Richard Devine is one of the world’s most creative sound designers and experimental artists. With releases on labels like Warp and Schematic, in addition to numerous sonic contributions for synthesizer patches, video games and films, he continues to push boundaries and bring sine waves together in new ways. This year at the Decibel Festival Conference hosted by CreativeLive, Richard explained his live modular synthesizer setup in detail; joined by composer, sound designer and educator James Patrick. You can watch the full video below and read on to learn more about Richard’s unique perspective and creative approach to synthesis.
What were you most excited about for Decibel Festival this year? You haven’t been back in a while? Can you tell us about what you have planned?
Richard Devine: Recently I’ve been playing these modular sets, it’s been kind of this renaissance time now, where I’m in this age of discovery. There’s all these new exciting things happening, and I’m actually being able to play music, and make new music, utilizing some of this new technology.

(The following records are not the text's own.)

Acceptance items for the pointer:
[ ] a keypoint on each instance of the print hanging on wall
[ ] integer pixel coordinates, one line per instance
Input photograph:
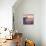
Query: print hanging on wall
(28, 19)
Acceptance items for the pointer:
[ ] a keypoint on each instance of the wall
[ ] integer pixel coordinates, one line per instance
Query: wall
(6, 13)
(43, 22)
(32, 32)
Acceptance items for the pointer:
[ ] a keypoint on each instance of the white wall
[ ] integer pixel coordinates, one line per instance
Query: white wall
(43, 22)
(6, 13)
(30, 31)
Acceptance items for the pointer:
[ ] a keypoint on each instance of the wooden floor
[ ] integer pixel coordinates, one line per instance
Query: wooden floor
(9, 43)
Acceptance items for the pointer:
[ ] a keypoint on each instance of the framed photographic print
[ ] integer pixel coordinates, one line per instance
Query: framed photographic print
(28, 19)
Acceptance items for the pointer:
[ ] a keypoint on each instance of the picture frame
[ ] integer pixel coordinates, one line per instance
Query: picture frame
(28, 19)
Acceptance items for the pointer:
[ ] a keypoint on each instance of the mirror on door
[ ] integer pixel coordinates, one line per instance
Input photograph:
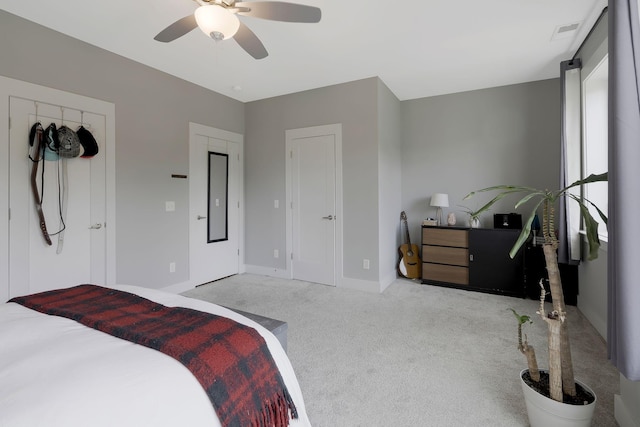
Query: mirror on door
(217, 195)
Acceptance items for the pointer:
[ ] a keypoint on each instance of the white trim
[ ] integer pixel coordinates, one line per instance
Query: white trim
(361, 285)
(11, 87)
(290, 135)
(267, 271)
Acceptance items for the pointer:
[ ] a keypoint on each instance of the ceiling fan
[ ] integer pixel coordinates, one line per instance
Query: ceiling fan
(217, 19)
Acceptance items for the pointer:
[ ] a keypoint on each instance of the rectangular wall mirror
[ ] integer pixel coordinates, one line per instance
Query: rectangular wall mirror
(217, 194)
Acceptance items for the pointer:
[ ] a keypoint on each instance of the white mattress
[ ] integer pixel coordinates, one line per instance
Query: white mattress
(57, 372)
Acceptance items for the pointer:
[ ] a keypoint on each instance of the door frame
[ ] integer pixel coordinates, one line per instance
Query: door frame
(290, 136)
(210, 131)
(20, 89)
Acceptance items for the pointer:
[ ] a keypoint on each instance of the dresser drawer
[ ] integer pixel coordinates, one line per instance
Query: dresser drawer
(445, 255)
(445, 273)
(445, 237)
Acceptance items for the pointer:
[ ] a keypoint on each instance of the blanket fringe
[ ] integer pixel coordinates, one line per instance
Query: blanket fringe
(277, 413)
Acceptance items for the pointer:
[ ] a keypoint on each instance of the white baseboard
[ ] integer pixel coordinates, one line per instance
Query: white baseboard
(267, 271)
(360, 285)
(622, 413)
(178, 288)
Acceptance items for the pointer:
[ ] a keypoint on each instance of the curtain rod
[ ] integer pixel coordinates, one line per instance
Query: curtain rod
(604, 11)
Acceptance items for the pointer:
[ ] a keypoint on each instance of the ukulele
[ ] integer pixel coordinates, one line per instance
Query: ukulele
(409, 265)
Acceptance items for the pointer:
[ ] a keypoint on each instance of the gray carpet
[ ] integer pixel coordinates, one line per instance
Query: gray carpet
(415, 355)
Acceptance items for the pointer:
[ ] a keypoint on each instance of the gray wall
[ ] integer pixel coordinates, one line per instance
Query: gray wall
(153, 111)
(389, 182)
(462, 142)
(354, 105)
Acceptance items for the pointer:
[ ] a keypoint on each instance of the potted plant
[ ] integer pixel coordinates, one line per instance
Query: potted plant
(562, 390)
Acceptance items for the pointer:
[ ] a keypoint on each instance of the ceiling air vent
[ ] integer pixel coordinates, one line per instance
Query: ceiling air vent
(565, 31)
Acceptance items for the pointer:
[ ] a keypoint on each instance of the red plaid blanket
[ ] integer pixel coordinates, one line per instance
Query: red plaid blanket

I say new technology, but it’s new-old technology. It’s technology that’s getting introduced again in a new format, but in a really exciting way, because there’s all these new designers and engineers. This new generation of people making this stuff now that are making some really unique modules. Things that didn’t exist before are happening now.
It’s creating this really cool synergy between the artist, and the instrument, that wasn’t there before. To me, it’s one of the most exciting times in electronic music. Coming to play at Decibel Festival, it was really exciting for me to actually play this new material, play these new songs that I’ve been working on. Utilizing this completely new alien thing that I’ve been getting into. Just this kind of a fun thing. What’s even more funny about it is, I’m not even trying to push a new album or like, “Hey, this is my new EP,” or, “This is my new thing I’m trying to tour.”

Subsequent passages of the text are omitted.